Objectivism is a philosophy about man. It ideas on a large scale can be applied to economics and politics. Libertarianism is strictly politics based on not much at all.
Of course, any deep analysis of Rand will reveal it isn’t based consistenly on reason either, but what are ya gonna do.
I must confess, however, that I didn’t skip a beat in any of Atlas shrugged.
Ugh…I did a bit of web surfing…what a pretentious, bitter, self-centered anal retentive harpy!
I’m going to have to take a look at The Fountainhead, just for reference, so I know what I’m talking about. Glorifying rape? That people who are have nots are basically untalented leeches? Her idea of the Perfect Man is one who never notices others around him, never cares about others, only out for himself?
Yet, I’m scared to read it. Yep-I don’t want to fall into her trap.
Methinks the chick would have been a goldmine for a shrink…
All I can say about Rand is to try being a politically liberal Rush fan. There’s a large subset of Rush fans who, like Neil Peart in the '70s, worship Rand (2112 was dedicated to her “genius” :rolleyes:).
Her “philosophy” flies against everything I believe, and having the company of fellow Rush fans who blindly make googly eyes about her ideas make me want to just listen to the old Rush instrumentals. (Fortunately, Peart outgrew her and stopped ripping off her work sometime in the late '70s).

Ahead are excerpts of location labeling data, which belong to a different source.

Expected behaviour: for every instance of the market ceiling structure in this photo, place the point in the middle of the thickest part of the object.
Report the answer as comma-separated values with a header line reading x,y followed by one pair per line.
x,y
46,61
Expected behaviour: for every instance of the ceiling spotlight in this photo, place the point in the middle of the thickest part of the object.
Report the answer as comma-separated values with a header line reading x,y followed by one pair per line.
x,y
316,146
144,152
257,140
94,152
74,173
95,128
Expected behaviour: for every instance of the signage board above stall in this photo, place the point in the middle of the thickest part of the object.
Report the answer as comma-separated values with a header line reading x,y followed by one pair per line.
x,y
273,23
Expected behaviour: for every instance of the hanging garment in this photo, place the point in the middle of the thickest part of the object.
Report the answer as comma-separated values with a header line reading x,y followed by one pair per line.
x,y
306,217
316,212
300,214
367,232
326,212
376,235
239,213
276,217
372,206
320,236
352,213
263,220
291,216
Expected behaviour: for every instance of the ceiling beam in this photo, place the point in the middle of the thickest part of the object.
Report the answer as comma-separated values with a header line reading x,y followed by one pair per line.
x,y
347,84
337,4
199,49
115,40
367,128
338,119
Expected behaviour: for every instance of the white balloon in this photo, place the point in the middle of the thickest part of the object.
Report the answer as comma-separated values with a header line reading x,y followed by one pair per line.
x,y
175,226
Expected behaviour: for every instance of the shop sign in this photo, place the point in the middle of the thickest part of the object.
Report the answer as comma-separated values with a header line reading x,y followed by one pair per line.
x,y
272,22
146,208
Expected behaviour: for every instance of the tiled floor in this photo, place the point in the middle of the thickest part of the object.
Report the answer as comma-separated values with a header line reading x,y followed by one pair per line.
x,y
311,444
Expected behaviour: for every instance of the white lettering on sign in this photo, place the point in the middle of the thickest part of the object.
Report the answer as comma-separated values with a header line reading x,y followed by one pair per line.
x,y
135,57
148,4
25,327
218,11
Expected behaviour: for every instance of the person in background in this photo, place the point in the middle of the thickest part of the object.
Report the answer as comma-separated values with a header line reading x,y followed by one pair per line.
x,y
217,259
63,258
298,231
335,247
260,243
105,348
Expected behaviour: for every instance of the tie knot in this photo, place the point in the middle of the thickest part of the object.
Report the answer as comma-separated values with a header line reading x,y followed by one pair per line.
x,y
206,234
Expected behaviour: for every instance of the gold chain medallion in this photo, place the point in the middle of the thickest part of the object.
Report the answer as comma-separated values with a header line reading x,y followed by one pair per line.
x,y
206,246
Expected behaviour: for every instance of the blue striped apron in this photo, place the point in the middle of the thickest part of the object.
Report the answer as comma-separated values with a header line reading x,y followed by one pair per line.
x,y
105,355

Well, Nathaniel Branden certainly, uh, “mined” her.
As for Rush, I was under the impression that they are still fairly libertarian. And “Tom Sawyer” seemed rather Rand inspired, and was from 1981, I think.
If you’re ever in need of common relief, drop over to the online reader reviews at amazon.com for Atlas Shrugged. Here are a few gems:
Good. I’m glad we got that misconception cleared up.
In some cases, twenty years of schooling just isn’t sufficient.
For your own good and the good of the community, would you please go stick your head in a bucket of icewater.
Rand herself was arrogant and deluded. To understand her success, all you need to realize is that she’s not selling reason, she’s hawking cheap emotional satisfaction. Hey, reader, it’s ok to greedy and self-centered! As a matter of fact, it’s good! Anyone who acts out of compassion is inferior to you! In fact, they might just as well be shot! Anything that goes right in society happens because those few of us who are superior made it work! Anything that goes wrong is the fault of the big bad government! If it weren’t for us, society would collapse! And so on.
“comic relief”, that is. The communists who run the government are responsible for that mistake.